The Supreme Court considered the requirements of the Habitats Directive and domestic regulations in R(on the application of Champion) v North Norfolk District Council [2015] UKSC 52. It was noted that there is no equivalent to a ‘screening process’ in the Habitats Directive or domestic Regulations, nor anything in the language of the Habitats Directive itself. The legal requirements must be found in the legislation, not in Opinions of Advocates General or Commission Guidance. The formal EIA procedures of screening, preparation of an ES and mandatory public consultation have no counterpart in the Habitats legislation.

The argument that there is an implicit requirement to screen under the Habitats Directive was rejected by the Court of Appeal who reviewed CJEU cases and found no “obligation to carry out a screening assessment, let alone any rule as to when it should be carried out. If it is not obvious whether a plan or project is likely to have a significant effect on an SPA, it may be necessary in practice to carry out a screening assessment in order to ensure that the substantive requirements of the Directive are ultimately let. It may be prudent, and likely to reduce delay, to carry one out an early stage of the decision-making process. There is, however, no obligation to do so”.&sup4;    

The implications of this CJEU case for developers and competent authorities are significant.

Should all features or elements of a proposal that could be characterised as mitigation measures be taken into account in deciding whether to carry out an AA?

Some features or elements will have clearly been introduced to avoid or reduce harmful effects on a European site or in light of a potential for a significant effect on a protected site or habitat. Others may have the effect of avoiding or reducing the harmful effects on a European site but would have been present in the proposed development in any event. There may be an argument for any such integrated features to be taken into account and not excluded from the AA ‘screening’ process. 

These two categories may be described as applied and inherent mitigation but the terms may not be helpful. Distinguishing applied and inherent mitigation has long been a persistent issue in the field of EIA and different definitions have been adopted by planning authorities and EIA professionals. The common approach of identifying inherent mitigation by the presence of a related condition does not always withhold scrutiny and should be treated with caution in light of this recent ruling.
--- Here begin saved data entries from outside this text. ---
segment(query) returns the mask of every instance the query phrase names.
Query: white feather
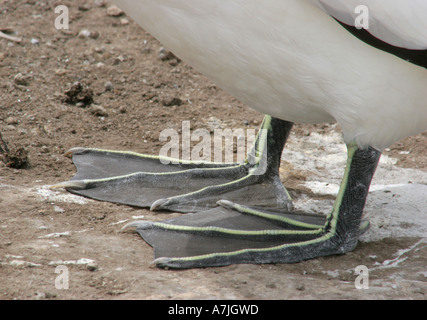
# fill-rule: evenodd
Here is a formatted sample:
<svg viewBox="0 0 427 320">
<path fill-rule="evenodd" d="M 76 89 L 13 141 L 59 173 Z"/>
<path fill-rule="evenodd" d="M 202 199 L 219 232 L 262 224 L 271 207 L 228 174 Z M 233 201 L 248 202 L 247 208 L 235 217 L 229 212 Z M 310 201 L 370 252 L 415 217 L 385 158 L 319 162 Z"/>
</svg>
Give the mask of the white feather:
<svg viewBox="0 0 427 320">
<path fill-rule="evenodd" d="M 375 37 L 407 49 L 427 49 L 426 0 L 310 0 L 328 14 L 354 26 L 361 12 L 368 8 L 369 28 Z"/>
<path fill-rule="evenodd" d="M 313 0 L 116 2 L 262 113 L 299 123 L 336 120 L 347 143 L 377 149 L 427 129 L 427 70 L 361 42 Z"/>
</svg>

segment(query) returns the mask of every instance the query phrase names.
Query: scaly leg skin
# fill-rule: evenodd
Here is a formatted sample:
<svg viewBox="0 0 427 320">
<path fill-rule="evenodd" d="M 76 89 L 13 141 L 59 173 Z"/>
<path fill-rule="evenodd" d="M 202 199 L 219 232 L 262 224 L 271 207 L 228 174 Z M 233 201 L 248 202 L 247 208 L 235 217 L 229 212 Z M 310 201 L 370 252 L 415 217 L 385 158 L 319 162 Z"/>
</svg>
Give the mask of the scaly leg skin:
<svg viewBox="0 0 427 320">
<path fill-rule="evenodd" d="M 64 187 L 89 198 L 197 212 L 221 199 L 289 211 L 292 201 L 279 179 L 280 156 L 292 123 L 265 116 L 244 163 L 194 163 L 161 156 L 101 149 L 69 151 L 77 174 Z M 168 160 L 169 164 L 163 164 Z"/>
<path fill-rule="evenodd" d="M 227 228 L 225 223 L 225 227 L 179 224 L 181 218 L 174 219 L 172 223 L 142 221 L 133 222 L 130 226 L 136 227 L 136 231 L 154 247 L 155 255 L 156 251 L 168 252 L 166 250 L 168 248 L 185 252 L 181 246 L 193 246 L 186 256 L 177 257 L 174 253 L 169 256 L 156 255 L 154 263 L 158 267 L 196 268 L 237 263 L 294 263 L 320 256 L 344 254 L 355 248 L 361 229 L 364 228 L 361 217 L 369 186 L 381 156 L 379 151 L 371 147 L 366 149 L 359 149 L 356 145 L 347 147 L 346 171 L 334 207 L 323 225 L 316 221 L 316 218 L 312 218 L 311 223 L 308 223 L 306 218 L 301 220 L 272 215 L 265 210 L 220 201 L 219 204 L 228 210 L 231 209 L 230 211 L 238 211 L 244 216 L 249 215 L 250 219 L 256 216 L 260 223 L 269 220 L 272 226 L 277 225 L 280 228 L 241 230 Z M 199 214 L 203 212 L 196 213 L 192 219 L 206 220 L 205 217 L 196 219 Z M 230 216 L 229 219 L 233 221 L 234 218 Z M 254 222 L 248 225 L 254 225 Z M 187 237 L 186 243 L 179 241 L 179 237 L 183 235 Z M 172 243 L 166 242 L 170 239 Z M 200 246 L 212 246 L 216 241 L 220 242 L 217 247 L 223 249 L 194 254 L 200 250 L 194 247 L 194 242 Z M 249 245 L 244 247 L 244 241 Z"/>
</svg>

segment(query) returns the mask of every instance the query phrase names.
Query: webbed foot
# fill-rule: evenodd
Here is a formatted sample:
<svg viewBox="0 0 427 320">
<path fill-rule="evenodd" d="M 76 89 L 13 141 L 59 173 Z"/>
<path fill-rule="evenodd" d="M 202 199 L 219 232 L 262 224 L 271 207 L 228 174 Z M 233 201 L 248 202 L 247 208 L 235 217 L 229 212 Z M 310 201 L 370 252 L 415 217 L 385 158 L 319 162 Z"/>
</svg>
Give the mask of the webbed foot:
<svg viewBox="0 0 427 320">
<path fill-rule="evenodd" d="M 226 199 L 289 211 L 292 201 L 279 179 L 279 165 L 291 128 L 290 122 L 266 116 L 244 163 L 194 163 L 134 152 L 73 148 L 69 153 L 77 174 L 56 187 L 151 210 L 196 212 Z"/>
<path fill-rule="evenodd" d="M 355 248 L 368 223 L 361 219 L 380 152 L 349 146 L 347 169 L 327 217 L 221 207 L 163 222 L 129 226 L 154 247 L 158 267 L 195 268 L 237 263 L 294 263 Z"/>
</svg>

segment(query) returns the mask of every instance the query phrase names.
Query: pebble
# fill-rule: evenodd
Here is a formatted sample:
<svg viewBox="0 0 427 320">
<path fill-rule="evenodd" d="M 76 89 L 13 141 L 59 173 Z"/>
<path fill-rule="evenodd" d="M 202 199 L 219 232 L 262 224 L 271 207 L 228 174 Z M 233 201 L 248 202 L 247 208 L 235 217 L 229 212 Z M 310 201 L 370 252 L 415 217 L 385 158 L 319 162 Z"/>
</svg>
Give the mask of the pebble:
<svg viewBox="0 0 427 320">
<path fill-rule="evenodd" d="M 40 151 L 41 151 L 41 153 L 49 153 L 50 152 L 50 150 L 47 146 L 42 146 L 40 148 Z"/>
<path fill-rule="evenodd" d="M 97 265 L 95 262 L 89 262 L 89 263 L 86 265 L 86 268 L 87 268 L 89 271 L 96 271 L 96 270 L 98 270 L 98 265 Z"/>
<path fill-rule="evenodd" d="M 103 106 L 100 106 L 97 104 L 92 104 L 89 110 L 90 110 L 90 113 L 98 117 L 108 116 L 107 110 Z"/>
<path fill-rule="evenodd" d="M 63 75 L 65 75 L 67 73 L 67 70 L 66 69 L 63 69 L 63 68 L 59 68 L 59 69 L 56 69 L 55 70 L 55 74 L 57 75 L 57 76 L 63 76 Z"/>
<path fill-rule="evenodd" d="M 70 89 L 64 92 L 63 101 L 70 104 L 82 102 L 83 106 L 90 105 L 93 102 L 93 90 L 76 81 L 71 85 Z"/>
<path fill-rule="evenodd" d="M 13 77 L 13 81 L 21 86 L 28 85 L 28 77 L 24 76 L 22 73 L 18 73 Z"/>
<path fill-rule="evenodd" d="M 107 81 L 107 82 L 105 82 L 105 84 L 104 84 L 104 88 L 105 88 L 105 90 L 107 90 L 107 91 L 111 91 L 111 90 L 113 90 L 113 89 L 114 89 L 114 85 L 113 85 L 113 83 L 112 83 L 111 81 Z"/>
<path fill-rule="evenodd" d="M 97 7 L 105 7 L 107 5 L 107 0 L 95 0 L 95 5 Z"/>
<path fill-rule="evenodd" d="M 97 39 L 99 37 L 99 32 L 97 31 L 89 31 L 87 29 L 83 29 L 79 31 L 79 38 L 91 38 Z"/>
<path fill-rule="evenodd" d="M 120 19 L 120 24 L 125 26 L 129 24 L 129 20 L 127 18 L 121 18 Z"/>
<path fill-rule="evenodd" d="M 177 59 L 176 56 L 172 53 L 172 51 L 169 51 L 163 47 L 159 49 L 158 58 L 162 61 Z"/>
<path fill-rule="evenodd" d="M 6 119 L 6 123 L 8 125 L 18 124 L 18 119 L 16 119 L 15 117 L 9 117 Z"/>
<path fill-rule="evenodd" d="M 90 5 L 88 3 L 84 3 L 82 5 L 79 5 L 78 9 L 80 11 L 88 11 L 90 10 Z"/>
<path fill-rule="evenodd" d="M 182 100 L 180 98 L 168 98 L 163 100 L 163 106 L 165 107 L 173 107 L 173 106 L 180 106 L 182 105 Z"/>
<path fill-rule="evenodd" d="M 141 52 L 144 54 L 150 54 L 153 51 L 151 48 L 142 48 Z"/>
<path fill-rule="evenodd" d="M 117 57 L 114 58 L 113 60 L 113 66 L 118 65 L 119 63 L 125 61 L 125 57 L 123 57 L 122 55 L 119 55 Z"/>
<path fill-rule="evenodd" d="M 90 36 L 90 31 L 87 29 L 83 29 L 79 31 L 79 37 L 80 38 L 89 38 Z"/>
<path fill-rule="evenodd" d="M 298 291 L 304 291 L 304 290 L 305 290 L 305 286 L 304 286 L 304 284 L 299 284 L 299 285 L 296 287 L 296 289 L 297 289 Z"/>
<path fill-rule="evenodd" d="M 53 211 L 55 211 L 57 213 L 64 213 L 64 209 L 62 209 L 61 207 L 58 207 L 58 206 L 53 206 Z"/>
<path fill-rule="evenodd" d="M 107 14 L 112 17 L 118 17 L 124 14 L 124 11 L 117 6 L 112 5 L 111 7 L 108 7 Z"/>
<path fill-rule="evenodd" d="M 94 50 L 95 50 L 96 53 L 99 53 L 99 54 L 105 52 L 105 48 L 104 47 L 96 47 Z"/>
</svg>

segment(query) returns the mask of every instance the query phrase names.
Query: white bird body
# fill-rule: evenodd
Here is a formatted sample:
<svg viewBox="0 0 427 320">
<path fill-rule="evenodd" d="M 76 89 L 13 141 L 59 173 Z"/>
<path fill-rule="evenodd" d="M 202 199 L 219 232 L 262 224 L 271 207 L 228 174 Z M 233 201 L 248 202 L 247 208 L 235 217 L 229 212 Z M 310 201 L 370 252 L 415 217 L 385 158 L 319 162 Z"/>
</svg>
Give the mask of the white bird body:
<svg viewBox="0 0 427 320">
<path fill-rule="evenodd" d="M 346 6 L 337 5 L 344 2 L 116 1 L 177 56 L 255 110 L 296 123 L 336 120 L 346 143 L 382 150 L 427 129 L 427 69 L 375 49 L 342 28 L 325 8 L 345 12 Z M 391 1 L 365 2 L 392 6 Z M 426 5 L 420 9 L 412 8 L 426 28 L 408 47 L 425 49 Z M 386 34 L 405 44 L 402 34 Z"/>
<path fill-rule="evenodd" d="M 310 0 L 341 22 L 354 25 L 360 11 L 368 8 L 369 32 L 392 45 L 427 48 L 427 1 L 425 0 Z M 357 9 L 359 8 L 359 9 Z"/>
</svg>

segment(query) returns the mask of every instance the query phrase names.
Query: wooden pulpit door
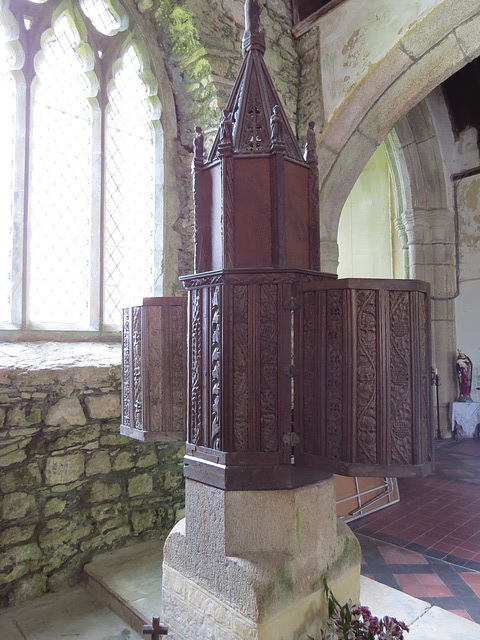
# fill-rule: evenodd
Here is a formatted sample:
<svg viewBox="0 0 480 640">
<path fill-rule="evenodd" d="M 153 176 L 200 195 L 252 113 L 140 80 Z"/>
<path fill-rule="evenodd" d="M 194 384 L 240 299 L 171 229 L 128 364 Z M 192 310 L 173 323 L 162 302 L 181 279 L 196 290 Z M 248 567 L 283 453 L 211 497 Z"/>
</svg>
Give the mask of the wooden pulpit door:
<svg viewBox="0 0 480 640">
<path fill-rule="evenodd" d="M 298 285 L 295 464 L 346 476 L 432 469 L 429 286 Z"/>
</svg>

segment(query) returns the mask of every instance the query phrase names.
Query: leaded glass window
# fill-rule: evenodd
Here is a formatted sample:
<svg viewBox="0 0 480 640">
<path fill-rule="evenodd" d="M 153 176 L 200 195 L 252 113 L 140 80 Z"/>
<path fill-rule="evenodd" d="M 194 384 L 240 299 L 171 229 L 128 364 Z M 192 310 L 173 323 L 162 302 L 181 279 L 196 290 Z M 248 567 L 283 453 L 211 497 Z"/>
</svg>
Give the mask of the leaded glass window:
<svg viewBox="0 0 480 640">
<path fill-rule="evenodd" d="M 16 87 L 6 27 L 0 25 L 0 322 L 11 315 Z"/>
<path fill-rule="evenodd" d="M 88 327 L 92 109 L 63 16 L 39 54 L 30 136 L 29 318 Z"/>
<path fill-rule="evenodd" d="M 2 337 L 119 331 L 122 307 L 156 295 L 160 280 L 160 110 L 146 45 L 117 0 L 10 4 L 7 21 L 0 11 Z M 12 21 L 29 52 L 15 73 L 2 46 Z"/>
<path fill-rule="evenodd" d="M 119 323 L 121 301 L 153 288 L 155 132 L 133 46 L 109 95 L 106 130 L 105 321 Z M 136 256 L 148 251 L 136 265 Z M 132 265 L 136 265 L 132 268 Z"/>
</svg>

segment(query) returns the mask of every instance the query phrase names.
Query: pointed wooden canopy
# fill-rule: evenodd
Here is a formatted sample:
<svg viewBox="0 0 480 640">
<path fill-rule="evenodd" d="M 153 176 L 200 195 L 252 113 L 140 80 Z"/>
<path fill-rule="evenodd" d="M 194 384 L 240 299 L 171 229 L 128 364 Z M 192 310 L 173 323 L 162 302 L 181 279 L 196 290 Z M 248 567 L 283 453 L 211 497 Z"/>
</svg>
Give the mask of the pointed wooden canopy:
<svg viewBox="0 0 480 640">
<path fill-rule="evenodd" d="M 227 115 L 232 120 L 233 153 L 251 155 L 270 151 L 270 118 L 276 106 L 276 114 L 282 125 L 285 156 L 303 162 L 300 146 L 263 59 L 265 32 L 260 29 L 260 11 L 257 0 L 245 3 L 245 34 L 242 46 L 244 60 L 224 110 L 224 116 Z M 213 162 L 218 157 L 219 145 L 220 129 L 208 156 L 208 162 Z"/>
</svg>

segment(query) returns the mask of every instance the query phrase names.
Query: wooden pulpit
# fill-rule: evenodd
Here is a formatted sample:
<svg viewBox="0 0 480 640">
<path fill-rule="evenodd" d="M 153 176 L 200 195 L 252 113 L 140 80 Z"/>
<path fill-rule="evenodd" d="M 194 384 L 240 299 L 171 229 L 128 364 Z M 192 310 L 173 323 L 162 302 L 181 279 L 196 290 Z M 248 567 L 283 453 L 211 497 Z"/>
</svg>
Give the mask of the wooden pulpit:
<svg viewBox="0 0 480 640">
<path fill-rule="evenodd" d="M 265 66 L 257 5 L 208 157 L 196 128 L 186 332 L 178 320 L 152 339 L 148 304 L 125 316 L 122 432 L 179 433 L 170 415 L 180 419 L 184 402 L 185 340 L 187 478 L 245 490 L 293 488 L 325 470 L 428 473 L 428 285 L 319 271 L 314 123 L 304 156 Z M 177 391 L 152 394 L 157 375 Z"/>
</svg>

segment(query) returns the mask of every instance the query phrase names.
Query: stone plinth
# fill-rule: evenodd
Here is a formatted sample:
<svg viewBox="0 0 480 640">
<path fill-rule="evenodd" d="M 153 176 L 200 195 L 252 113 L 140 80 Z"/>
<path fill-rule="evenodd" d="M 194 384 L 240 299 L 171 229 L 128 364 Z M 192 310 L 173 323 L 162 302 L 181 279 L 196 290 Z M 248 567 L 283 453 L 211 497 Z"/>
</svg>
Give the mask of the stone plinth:
<svg viewBox="0 0 480 640">
<path fill-rule="evenodd" d="M 337 520 L 333 477 L 298 489 L 223 491 L 186 481 L 168 536 L 164 620 L 174 640 L 297 640 L 325 617 L 323 578 L 358 601 L 360 546 Z"/>
</svg>

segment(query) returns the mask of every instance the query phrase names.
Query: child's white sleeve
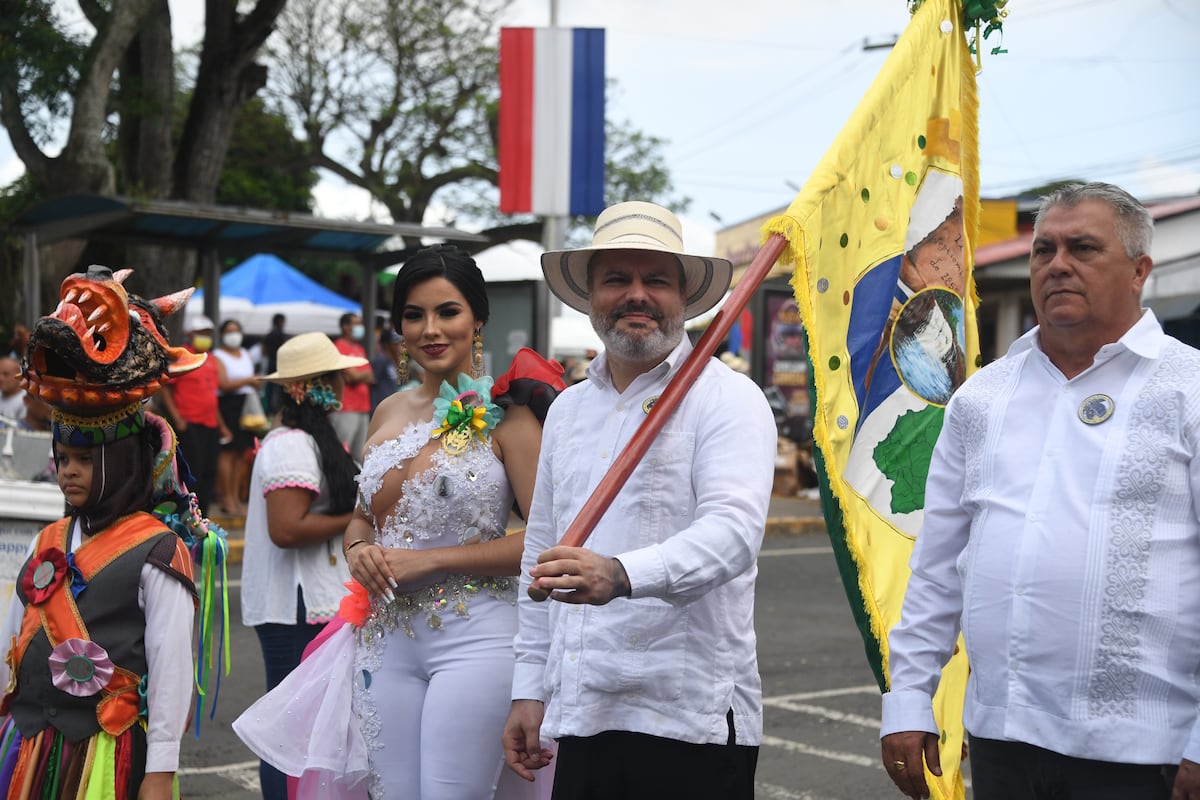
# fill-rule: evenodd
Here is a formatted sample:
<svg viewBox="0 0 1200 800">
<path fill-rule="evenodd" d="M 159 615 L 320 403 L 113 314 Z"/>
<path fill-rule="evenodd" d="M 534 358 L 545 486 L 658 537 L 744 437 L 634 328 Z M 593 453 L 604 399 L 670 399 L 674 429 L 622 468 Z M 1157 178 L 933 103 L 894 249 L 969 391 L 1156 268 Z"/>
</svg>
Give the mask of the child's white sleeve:
<svg viewBox="0 0 1200 800">
<path fill-rule="evenodd" d="M 146 704 L 146 772 L 175 772 L 179 742 L 192 703 L 191 593 L 158 567 L 142 567 L 142 607 L 146 612 L 146 665 L 150 675 Z"/>
</svg>

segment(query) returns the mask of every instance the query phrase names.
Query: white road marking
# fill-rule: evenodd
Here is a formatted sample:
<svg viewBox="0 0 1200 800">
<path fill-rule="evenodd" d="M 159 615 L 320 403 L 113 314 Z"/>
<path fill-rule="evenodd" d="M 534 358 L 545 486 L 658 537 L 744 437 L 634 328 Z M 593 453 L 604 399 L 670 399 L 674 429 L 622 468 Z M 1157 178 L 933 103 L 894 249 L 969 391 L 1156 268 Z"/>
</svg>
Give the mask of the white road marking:
<svg viewBox="0 0 1200 800">
<path fill-rule="evenodd" d="M 763 701 L 764 705 L 768 705 Z M 881 720 L 878 718 L 864 717 L 862 714 L 850 714 L 845 711 L 838 711 L 835 708 L 825 708 L 824 706 L 814 706 L 808 703 L 793 703 L 788 700 L 781 702 L 773 702 L 769 704 L 772 708 L 782 708 L 786 711 L 795 711 L 799 714 L 809 714 L 810 716 L 827 719 L 830 722 L 844 722 L 848 725 L 857 725 L 860 728 L 869 728 L 871 730 L 879 730 Z"/>
<path fill-rule="evenodd" d="M 781 547 L 772 548 L 770 550 L 759 550 L 758 557 L 766 558 L 768 556 L 816 556 L 832 553 L 833 548 L 829 546 L 813 546 L 813 547 Z"/>
<path fill-rule="evenodd" d="M 220 775 L 223 772 L 232 772 L 239 769 L 249 769 L 254 767 L 258 769 L 258 761 L 238 761 L 233 764 L 217 764 L 215 767 L 180 767 L 180 775 Z"/>
<path fill-rule="evenodd" d="M 842 753 L 837 750 L 826 750 L 823 747 L 813 747 L 804 744 L 803 742 L 792 742 L 787 739 L 780 739 L 778 736 L 763 736 L 762 743 L 766 747 L 778 747 L 781 750 L 787 750 L 791 753 L 799 753 L 806 756 L 816 756 L 829 761 L 840 761 L 843 764 L 853 764 L 856 767 L 869 767 L 872 769 L 883 769 L 883 764 L 880 763 L 878 757 L 860 756 L 857 753 Z"/>
<path fill-rule="evenodd" d="M 841 697 L 847 694 L 878 695 L 879 687 L 873 683 L 866 683 L 861 686 L 844 686 L 841 689 L 819 689 L 815 692 L 796 692 L 795 694 L 781 694 L 776 697 L 767 697 L 763 699 L 763 702 L 779 703 L 795 700 L 817 700 L 823 697 Z"/>
</svg>

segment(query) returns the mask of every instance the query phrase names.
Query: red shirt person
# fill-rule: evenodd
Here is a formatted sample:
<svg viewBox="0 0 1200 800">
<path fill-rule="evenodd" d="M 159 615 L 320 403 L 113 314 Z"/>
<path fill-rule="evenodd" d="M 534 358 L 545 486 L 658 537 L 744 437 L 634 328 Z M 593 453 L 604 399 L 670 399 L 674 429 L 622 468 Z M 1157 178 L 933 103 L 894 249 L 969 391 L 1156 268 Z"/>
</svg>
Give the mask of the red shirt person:
<svg viewBox="0 0 1200 800">
<path fill-rule="evenodd" d="M 212 349 L 212 320 L 194 317 L 188 328 L 187 349 L 193 353 Z M 221 439 L 230 436 L 217 408 L 219 380 L 217 362 L 210 356 L 203 366 L 174 378 L 158 396 L 179 437 L 179 452 L 195 479 L 188 488 L 196 493 L 200 512 L 205 515 L 213 502 Z"/>
<path fill-rule="evenodd" d="M 352 311 L 347 312 L 338 320 L 338 325 L 341 326 L 342 335 L 333 340 L 338 352 L 344 356 L 366 358 L 367 352 L 362 346 L 366 328 L 362 317 Z M 375 373 L 368 364 L 342 370 L 342 379 L 346 384 L 342 393 L 342 409 L 330 415 L 329 421 L 354 460 L 362 461 L 363 446 L 367 443 L 367 425 L 371 421 L 371 384 L 375 382 Z"/>
</svg>

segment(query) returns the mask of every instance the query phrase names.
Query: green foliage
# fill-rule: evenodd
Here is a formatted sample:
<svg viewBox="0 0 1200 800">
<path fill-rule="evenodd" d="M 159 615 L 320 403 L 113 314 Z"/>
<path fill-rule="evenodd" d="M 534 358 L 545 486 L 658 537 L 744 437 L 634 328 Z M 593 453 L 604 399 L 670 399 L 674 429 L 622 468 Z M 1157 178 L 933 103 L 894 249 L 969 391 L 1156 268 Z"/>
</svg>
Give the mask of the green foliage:
<svg viewBox="0 0 1200 800">
<path fill-rule="evenodd" d="M 311 213 L 318 176 L 307 163 L 307 148 L 287 118 L 253 98 L 238 113 L 217 203 Z"/>
<path fill-rule="evenodd" d="M 87 54 L 87 41 L 67 30 L 52 0 L 4 0 L 0 72 L 16 76 L 21 114 L 39 144 L 61 133 Z"/>
<path fill-rule="evenodd" d="M 423 221 L 436 196 L 499 239 L 534 236 L 534 217 L 497 210 L 497 38 L 510 2 L 291 0 L 272 40 L 270 91 L 305 132 L 312 163 L 393 219 Z M 663 140 L 612 120 L 606 136 L 606 202 L 686 210 L 687 198 L 670 196 Z"/>
<path fill-rule="evenodd" d="M 893 514 L 909 514 L 925 508 L 925 479 L 929 477 L 929 460 L 945 413 L 941 406 L 907 411 L 875 446 L 872 453 L 875 464 L 892 482 Z"/>
</svg>

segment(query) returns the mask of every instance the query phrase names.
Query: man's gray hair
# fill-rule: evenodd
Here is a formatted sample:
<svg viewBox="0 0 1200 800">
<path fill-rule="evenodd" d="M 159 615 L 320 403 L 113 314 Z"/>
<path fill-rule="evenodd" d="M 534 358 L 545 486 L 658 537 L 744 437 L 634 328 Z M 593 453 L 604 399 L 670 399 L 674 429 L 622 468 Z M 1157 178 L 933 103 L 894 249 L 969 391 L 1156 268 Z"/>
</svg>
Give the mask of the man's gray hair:
<svg viewBox="0 0 1200 800">
<path fill-rule="evenodd" d="M 1055 189 L 1042 198 L 1033 218 L 1034 230 L 1037 230 L 1042 216 L 1050 209 L 1060 206 L 1074 208 L 1086 200 L 1107 203 L 1116 213 L 1117 238 L 1125 248 L 1125 255 L 1130 258 L 1149 255 L 1150 242 L 1154 238 L 1154 218 L 1136 197 L 1111 183 L 1070 183 Z"/>
</svg>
For Habitats Regulations purposes, it will not always be a clear-cut matter to identify the extent to which a protected site or potential for a significant effect on any such site has influenced the form of a feature or element of a development. Where it is not clear where the dividing line lies between an integrated part of the development and applied mitigation, an AA may need to be undertaken, at which stage, mitigation measures can and should be taken into account.

  1. Case C-323/17
  2. An Irish State-owned company operating in the forestry sector
  3. R (on the application of Hart District Council) v Secretary of State for Communities and Local Government & Others [2008] EWHC 1204 (Admin)
  4. No Adastral Town Limited v Suffolk Coastal District Council [2015] EWCA Civ 88 at paragraph 68.